Advice for Community Physicians Treating Narcolepsy


Michael J. Thorpy, MD: Most of these patients, as we mentioned earlier, are not easy to diagnose. Sleepiness is so common, and physicians need to think about it. What should community physicians know about narcolepsy and about recognizing narcolepsy? Alon, what do you think they need to do to heighten their awareness of this condition?

Alon Y. Avidan, MD, MPH: That’s a really critical question. I think they need to recognize that narcolepsy actually presents in late childhood, early teenage years. The symptoms may not be very apparent. It’s often difficult to differentiate a child who is excessively sleepy from a variety of other reasons. And knowing that the disease actually manifests itself early, in the early teenage years—only to be diagnosed 10 years later—that gap really needs to be narrowed. Folks are not asking the right questions, and we don’t have easy tests to make the diagnosis. The tests for narcolepsy are extremely difficult.

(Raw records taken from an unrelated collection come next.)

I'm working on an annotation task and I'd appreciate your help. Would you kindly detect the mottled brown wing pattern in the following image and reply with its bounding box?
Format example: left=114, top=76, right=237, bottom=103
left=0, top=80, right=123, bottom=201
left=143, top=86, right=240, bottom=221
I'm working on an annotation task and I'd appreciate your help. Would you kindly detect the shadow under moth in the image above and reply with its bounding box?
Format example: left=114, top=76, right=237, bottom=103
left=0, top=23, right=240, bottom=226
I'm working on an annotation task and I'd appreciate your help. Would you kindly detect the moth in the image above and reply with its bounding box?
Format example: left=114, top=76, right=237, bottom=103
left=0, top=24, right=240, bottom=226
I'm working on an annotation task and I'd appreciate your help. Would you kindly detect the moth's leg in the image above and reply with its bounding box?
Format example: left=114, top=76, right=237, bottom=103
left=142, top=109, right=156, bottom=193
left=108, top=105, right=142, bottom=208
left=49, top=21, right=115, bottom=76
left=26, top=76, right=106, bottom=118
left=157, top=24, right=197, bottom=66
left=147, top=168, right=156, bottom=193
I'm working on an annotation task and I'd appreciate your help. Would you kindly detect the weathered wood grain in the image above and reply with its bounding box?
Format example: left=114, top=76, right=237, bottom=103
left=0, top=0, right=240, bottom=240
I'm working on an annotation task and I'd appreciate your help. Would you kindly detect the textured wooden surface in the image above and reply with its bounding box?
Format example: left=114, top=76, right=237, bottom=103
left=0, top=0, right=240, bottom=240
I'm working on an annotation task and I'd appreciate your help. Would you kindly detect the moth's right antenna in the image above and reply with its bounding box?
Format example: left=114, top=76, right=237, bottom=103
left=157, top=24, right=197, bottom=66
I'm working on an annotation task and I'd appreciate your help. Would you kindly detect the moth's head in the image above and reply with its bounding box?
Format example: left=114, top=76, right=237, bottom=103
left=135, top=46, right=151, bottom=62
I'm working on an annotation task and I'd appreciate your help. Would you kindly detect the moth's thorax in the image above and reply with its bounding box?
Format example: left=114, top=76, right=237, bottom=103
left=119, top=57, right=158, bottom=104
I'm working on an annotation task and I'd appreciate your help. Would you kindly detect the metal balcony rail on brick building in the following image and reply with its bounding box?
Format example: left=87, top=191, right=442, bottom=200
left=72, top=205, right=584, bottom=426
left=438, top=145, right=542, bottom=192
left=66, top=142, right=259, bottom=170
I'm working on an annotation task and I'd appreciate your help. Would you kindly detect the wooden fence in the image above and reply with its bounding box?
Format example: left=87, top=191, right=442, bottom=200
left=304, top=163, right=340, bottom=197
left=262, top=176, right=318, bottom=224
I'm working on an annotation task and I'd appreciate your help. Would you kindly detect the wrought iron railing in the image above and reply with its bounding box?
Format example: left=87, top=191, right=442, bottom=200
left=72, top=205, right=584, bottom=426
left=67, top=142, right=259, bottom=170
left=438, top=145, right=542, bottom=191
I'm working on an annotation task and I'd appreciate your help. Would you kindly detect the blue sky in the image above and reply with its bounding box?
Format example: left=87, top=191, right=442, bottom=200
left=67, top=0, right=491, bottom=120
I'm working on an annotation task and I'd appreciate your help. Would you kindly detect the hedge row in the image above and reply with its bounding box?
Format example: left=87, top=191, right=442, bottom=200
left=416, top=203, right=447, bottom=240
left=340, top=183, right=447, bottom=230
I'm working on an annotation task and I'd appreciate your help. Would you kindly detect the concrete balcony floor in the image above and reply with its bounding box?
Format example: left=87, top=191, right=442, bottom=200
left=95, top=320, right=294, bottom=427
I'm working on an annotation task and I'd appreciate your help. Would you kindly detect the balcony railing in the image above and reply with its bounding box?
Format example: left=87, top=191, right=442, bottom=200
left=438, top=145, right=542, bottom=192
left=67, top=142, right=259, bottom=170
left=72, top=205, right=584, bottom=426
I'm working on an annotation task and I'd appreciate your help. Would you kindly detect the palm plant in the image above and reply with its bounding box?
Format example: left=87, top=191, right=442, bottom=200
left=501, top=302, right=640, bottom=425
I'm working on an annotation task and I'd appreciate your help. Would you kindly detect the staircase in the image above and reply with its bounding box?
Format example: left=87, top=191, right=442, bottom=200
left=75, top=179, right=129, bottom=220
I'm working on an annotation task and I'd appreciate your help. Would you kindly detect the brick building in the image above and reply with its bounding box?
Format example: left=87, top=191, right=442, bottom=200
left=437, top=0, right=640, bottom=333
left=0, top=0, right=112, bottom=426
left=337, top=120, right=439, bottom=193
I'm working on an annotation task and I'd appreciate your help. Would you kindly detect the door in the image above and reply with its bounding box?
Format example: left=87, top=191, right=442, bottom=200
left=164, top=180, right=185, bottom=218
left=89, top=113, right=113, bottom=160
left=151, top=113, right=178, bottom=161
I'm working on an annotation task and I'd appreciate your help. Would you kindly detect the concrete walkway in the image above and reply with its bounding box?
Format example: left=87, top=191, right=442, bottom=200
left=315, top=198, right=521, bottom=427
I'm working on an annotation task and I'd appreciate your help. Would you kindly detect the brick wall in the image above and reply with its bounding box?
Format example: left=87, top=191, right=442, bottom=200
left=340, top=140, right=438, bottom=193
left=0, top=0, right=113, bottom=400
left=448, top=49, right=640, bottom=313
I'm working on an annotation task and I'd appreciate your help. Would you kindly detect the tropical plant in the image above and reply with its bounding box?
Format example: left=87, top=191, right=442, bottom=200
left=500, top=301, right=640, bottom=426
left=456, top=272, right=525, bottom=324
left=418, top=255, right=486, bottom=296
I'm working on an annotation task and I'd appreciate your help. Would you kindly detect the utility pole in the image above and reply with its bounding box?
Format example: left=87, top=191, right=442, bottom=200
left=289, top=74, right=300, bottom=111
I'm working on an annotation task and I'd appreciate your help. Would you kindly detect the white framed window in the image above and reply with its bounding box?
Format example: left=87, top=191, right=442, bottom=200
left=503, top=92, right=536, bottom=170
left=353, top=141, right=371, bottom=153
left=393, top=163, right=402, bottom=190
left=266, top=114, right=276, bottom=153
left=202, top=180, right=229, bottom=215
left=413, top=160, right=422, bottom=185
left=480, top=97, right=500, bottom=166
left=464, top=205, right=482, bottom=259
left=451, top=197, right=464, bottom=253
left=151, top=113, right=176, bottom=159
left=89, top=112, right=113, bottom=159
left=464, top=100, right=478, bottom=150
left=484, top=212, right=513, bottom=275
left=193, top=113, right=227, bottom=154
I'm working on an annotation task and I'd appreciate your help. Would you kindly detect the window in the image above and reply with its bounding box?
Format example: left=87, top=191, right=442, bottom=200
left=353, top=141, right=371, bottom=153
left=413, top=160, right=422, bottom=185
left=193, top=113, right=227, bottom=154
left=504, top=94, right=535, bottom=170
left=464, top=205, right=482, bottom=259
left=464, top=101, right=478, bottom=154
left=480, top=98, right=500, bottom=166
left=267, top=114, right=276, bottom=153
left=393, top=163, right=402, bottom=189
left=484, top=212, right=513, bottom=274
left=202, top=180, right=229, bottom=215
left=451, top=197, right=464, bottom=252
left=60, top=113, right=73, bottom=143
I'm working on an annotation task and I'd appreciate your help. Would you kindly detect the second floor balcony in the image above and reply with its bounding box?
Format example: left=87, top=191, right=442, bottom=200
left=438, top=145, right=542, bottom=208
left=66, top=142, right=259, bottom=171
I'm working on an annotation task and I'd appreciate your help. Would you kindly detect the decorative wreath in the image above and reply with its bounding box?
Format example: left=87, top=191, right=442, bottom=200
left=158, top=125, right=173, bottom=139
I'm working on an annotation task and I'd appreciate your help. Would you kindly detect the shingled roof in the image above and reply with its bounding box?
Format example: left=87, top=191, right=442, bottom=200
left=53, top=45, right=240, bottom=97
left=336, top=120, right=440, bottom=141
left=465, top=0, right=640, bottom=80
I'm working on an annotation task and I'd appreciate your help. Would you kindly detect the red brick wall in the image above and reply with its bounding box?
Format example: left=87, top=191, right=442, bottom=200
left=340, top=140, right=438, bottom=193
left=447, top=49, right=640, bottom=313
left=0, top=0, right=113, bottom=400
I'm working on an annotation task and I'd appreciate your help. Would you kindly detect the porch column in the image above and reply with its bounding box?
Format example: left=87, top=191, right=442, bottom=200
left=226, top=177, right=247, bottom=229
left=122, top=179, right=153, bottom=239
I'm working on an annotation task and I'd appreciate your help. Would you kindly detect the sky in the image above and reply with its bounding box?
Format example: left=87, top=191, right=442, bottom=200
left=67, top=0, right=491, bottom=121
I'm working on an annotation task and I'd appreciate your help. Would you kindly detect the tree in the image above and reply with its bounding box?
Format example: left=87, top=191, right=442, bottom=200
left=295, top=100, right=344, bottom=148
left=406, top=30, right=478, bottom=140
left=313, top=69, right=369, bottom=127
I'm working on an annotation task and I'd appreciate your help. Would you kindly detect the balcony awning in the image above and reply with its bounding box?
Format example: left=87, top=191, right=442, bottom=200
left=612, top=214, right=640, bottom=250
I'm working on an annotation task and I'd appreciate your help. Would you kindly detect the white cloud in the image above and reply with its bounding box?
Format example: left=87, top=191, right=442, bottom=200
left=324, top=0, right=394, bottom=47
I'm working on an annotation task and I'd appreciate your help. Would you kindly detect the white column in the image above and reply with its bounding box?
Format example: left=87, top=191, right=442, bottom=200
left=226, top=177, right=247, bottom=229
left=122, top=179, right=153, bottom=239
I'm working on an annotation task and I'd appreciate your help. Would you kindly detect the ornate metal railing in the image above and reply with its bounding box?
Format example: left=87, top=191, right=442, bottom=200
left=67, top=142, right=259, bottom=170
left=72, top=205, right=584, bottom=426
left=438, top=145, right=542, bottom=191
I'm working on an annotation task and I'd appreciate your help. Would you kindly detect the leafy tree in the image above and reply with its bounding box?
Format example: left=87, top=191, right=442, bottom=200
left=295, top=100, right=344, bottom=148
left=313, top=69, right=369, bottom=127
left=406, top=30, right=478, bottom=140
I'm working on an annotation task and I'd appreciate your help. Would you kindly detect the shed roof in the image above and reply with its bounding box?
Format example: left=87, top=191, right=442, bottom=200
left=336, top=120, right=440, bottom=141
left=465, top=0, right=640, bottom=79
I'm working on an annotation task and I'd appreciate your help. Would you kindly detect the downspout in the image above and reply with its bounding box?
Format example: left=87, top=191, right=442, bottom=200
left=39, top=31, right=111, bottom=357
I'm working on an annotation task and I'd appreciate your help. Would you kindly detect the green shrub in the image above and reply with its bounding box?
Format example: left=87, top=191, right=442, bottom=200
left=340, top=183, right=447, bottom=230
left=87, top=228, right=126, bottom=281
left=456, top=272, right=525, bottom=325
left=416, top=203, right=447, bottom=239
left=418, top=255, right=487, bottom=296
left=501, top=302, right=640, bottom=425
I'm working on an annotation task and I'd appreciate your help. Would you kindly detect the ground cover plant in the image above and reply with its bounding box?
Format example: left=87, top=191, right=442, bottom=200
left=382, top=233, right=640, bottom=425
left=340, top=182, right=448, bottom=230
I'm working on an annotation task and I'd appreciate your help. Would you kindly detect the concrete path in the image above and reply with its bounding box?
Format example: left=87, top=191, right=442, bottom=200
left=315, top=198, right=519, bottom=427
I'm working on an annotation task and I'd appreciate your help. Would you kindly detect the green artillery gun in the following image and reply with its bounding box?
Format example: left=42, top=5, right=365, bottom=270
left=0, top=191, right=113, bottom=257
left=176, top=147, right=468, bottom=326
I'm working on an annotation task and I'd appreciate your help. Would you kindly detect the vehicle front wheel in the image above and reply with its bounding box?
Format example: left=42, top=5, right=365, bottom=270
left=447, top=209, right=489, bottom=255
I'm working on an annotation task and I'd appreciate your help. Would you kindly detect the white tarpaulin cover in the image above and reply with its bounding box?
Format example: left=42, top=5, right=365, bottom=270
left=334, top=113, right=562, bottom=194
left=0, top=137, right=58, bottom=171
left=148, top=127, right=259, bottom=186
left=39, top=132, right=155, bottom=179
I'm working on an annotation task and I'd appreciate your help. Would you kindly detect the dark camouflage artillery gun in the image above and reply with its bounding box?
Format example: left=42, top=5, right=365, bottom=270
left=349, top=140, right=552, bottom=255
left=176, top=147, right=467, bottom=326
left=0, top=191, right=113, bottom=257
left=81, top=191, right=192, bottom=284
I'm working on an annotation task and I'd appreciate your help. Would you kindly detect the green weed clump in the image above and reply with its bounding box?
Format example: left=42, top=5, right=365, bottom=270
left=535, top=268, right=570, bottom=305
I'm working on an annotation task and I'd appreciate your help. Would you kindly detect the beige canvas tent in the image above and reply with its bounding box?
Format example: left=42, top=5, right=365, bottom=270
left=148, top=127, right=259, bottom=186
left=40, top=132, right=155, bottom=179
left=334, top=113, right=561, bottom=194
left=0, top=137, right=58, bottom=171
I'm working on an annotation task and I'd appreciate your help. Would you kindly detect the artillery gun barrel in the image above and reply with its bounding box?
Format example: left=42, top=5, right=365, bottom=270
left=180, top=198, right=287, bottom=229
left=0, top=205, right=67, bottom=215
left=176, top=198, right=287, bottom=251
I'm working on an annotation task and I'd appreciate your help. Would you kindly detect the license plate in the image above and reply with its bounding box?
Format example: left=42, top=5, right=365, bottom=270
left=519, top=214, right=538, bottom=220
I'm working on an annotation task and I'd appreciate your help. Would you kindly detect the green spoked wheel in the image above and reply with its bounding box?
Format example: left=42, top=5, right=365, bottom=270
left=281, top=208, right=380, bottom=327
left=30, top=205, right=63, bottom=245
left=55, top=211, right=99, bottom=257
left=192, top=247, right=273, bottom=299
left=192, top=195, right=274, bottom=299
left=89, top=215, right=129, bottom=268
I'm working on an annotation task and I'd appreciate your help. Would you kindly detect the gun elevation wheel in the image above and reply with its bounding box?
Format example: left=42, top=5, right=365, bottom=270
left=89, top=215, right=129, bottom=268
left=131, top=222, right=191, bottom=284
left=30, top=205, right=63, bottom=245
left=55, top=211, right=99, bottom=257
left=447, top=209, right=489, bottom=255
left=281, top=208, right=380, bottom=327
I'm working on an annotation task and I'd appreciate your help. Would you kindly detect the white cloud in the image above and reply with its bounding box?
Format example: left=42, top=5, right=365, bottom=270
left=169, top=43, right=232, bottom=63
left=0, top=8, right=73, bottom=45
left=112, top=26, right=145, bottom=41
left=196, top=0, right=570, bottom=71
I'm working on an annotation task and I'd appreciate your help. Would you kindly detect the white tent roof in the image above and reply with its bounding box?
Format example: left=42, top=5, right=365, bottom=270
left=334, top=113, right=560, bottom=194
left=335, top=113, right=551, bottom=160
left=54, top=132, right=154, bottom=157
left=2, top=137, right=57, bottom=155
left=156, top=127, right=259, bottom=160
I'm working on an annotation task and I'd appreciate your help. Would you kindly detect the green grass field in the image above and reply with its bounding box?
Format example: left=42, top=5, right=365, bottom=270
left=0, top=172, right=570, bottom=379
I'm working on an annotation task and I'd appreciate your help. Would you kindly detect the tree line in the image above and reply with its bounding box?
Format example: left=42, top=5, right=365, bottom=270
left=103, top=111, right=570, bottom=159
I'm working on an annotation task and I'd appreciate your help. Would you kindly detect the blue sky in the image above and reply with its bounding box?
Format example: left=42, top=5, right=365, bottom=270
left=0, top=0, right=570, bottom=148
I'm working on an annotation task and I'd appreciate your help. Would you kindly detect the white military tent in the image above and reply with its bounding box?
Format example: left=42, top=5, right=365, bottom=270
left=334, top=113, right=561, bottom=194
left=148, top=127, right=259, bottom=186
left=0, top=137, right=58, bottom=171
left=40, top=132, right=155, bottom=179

Michael J. Thorpy, MD: The median age of onset is age 16, and we know that the majority of patients don’t get a diagnosis within their first 16 years of life. So this is a big problem in pediatrics—recognizing the symptoms.

Kiran Maski, MD, MPH: Yes. I think we need to recognize that children may present differently than adults in terms of their sleepiness and that there can be some behavioral manifestations. People are busy in clinic, so using a validated tool like the Epworth Sleepiness Scale or the Pediatric Daytime Sleepiness Scale can really tell you if you’re dealing with someone who has severe sleepiness that you need to take more seriously than someone who occasionally has sleepiness. And then I think it’s a great tip to use sleep logs. These are easily available tools. You can quickly make sure you’re not missing a routine sleep disorder like insufficient sleep or delayed sleep phase. And if you’re not, I think it’s appropriate to refer to someone who knows narcolepsy or is familiar with the workup of it, or to become more knowledgeable about the testing protocols.

Michael J. Thorpy, MD: Russ, what’s important for neurologists and primary care physicians to know if they have patients with narcolepsy, either in terms of treatment or diagnosis?

Russell Rosenberg, PhD, DABSM: First of all, everybody in primary care has a patient with narcolepsy in their practice, whether they know it or not. This is based on the numbers alone. They need to be more proactive and spend more time with that patient who complains of sleepiness. Because as Dr Avidan said, it’s not necessarily an easy diagnosis to make. I think most neurologists have a board-certified sleep specialist they can refer to. Maybe this is less so in primary care. Do not just refer to the sleep laboratory, per se, but really find somebody you know and trust who will spend the time and has that expertise. It’s important to have a good relationship with a sleep specialist.

Michael J. Thorpy, MD: Yes. What I’d like to tell clinicians is that for any instance where a patient presents with excessive daytime sleepiness, they need to include narcolepsy in the differential diagnosis. Even if the patient has sleep apnea or some other disorder that may be contributing to the sleepiness, clinicians need to include narcolepsy in the differential diagnosis. Otherwise, they’re going to miss it. We know this disorder commonly gets missed because physicians are sort of swayed by the other conditions—and they may miss the fact that the patient also has narcolepsy.